Google’s Upcoming Interstitials Mobile “Penalty”

Google goes after “Intrusive” Interstitials on Mobile

Google recently announced an upcoming algorithmic “penalty” which once rolls out will demote mobile pages that have “intrusive” interstitials.

Pages with “intrusive” interstitials can create frustration to the users as they are unable to easily find or access the content that they were expected to find when they clicked on the organic search result

How do I know if my interstititals are going to affect my mobile rankings?

According to Google:

Pages where content is not easily accessible to a user on the transition from the mobile search results may not rank as highly.

Examples of bad interstititals on mobile that make content less accessible

Google gave the following 3 examples of techniques that make content less accessible to a user:

  • Showing a popup that covers the main content, either immediately after the user navigates to a page from the search results, or while they are looking through the page.
  • Displaying a standalone interstitial that the user has to dismiss before accessing the main content.
  • Using a layout where the above-the-fold portion of the page appears similar to a standalone interstitial, but the original content has been inlined underneath the fold.

3 different examples of "intrusive" interstitial: an intrusive popup, and two examples of a standalone interstitial

Examples of interstitials that won’t be affected by the update, if used responsibly

There are though cases where an interstitial might be required, for example the cookies notification in European union countries.
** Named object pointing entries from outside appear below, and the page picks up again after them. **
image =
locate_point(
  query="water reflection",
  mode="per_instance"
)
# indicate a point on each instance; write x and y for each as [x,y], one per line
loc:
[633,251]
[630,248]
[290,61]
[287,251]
Google gave the following 3 examples of techniques that, if are used responsibly, won’t be affected by the update:

  • Interstitials that appear to be in response to a legal obligation, such as for cookie usage or for age verification.
  • Login dialogs on sites where content is not publicly indexable. For example, this would include private content such as email or unindexable content that is behind a paywall.
  • Banners that use a reasonable amount of screen space and are easily dismissible. For example, the app install banners provided by Safari and Chrome are examples of banners that use a reasonable amount of screen space.
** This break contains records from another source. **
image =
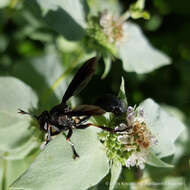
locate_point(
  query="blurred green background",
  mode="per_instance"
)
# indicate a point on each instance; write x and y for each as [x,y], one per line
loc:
[23,37]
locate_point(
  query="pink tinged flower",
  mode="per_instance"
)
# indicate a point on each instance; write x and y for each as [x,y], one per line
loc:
[113,28]
[136,159]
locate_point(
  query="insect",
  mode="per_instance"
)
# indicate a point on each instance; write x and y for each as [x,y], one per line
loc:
[62,118]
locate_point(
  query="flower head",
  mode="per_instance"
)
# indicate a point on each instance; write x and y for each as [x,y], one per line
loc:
[114,29]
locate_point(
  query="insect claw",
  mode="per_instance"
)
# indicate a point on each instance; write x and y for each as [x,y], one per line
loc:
[75,156]
[21,111]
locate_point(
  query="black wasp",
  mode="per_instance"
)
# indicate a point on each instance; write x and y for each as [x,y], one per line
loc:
[62,118]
3 examples of interstitials hat won’t be affected by the update

Google drops the app-install interstitials from their signals

Back in November 2015 Google announced an update on mobile-friendly algorithm saying:

Pages with an app install interstitial that hide a significant amount of content on the transition from the search result page won’t be considered mobile-friendly.

In order to avoid duplication in their ranking signals, Google said that:

We previously explored a signal that checked for interstitials that ask a user to install a mobile app. As we continued our development efforts, we saw the need to broaden our focus to interstitials more generally. Accordingly, to avoid duplication in our signals, we’ve removed the check for app-install interstitials from the mobile-friendly test and have incorporated it into this new signal in Search.

Google has also updated the Search Console mobile usability report adjusting it accordingly based on the change to the app interstitial ad penalty.

App install interstitials will no longer trigger an error in the Mobile Usability report; therefore, you may see a drop in errors in this report. However, although no longer reported as an error, the presence of all types of intrusive interstitials are used as a ranking factor for pages in mobile search results.

Will the upcoming penalty be applied on site or page level?

According to Gary Illyes the algorithm will affect individual pages and not the whole site.

When is the Google Interstitials Mobile Penalty going to roll out?

January 10, 2017. That gives plenty of time to webmasters and businesses to readjust their mobile interstitials and make sure their web pages will continue to rank as they used after the update.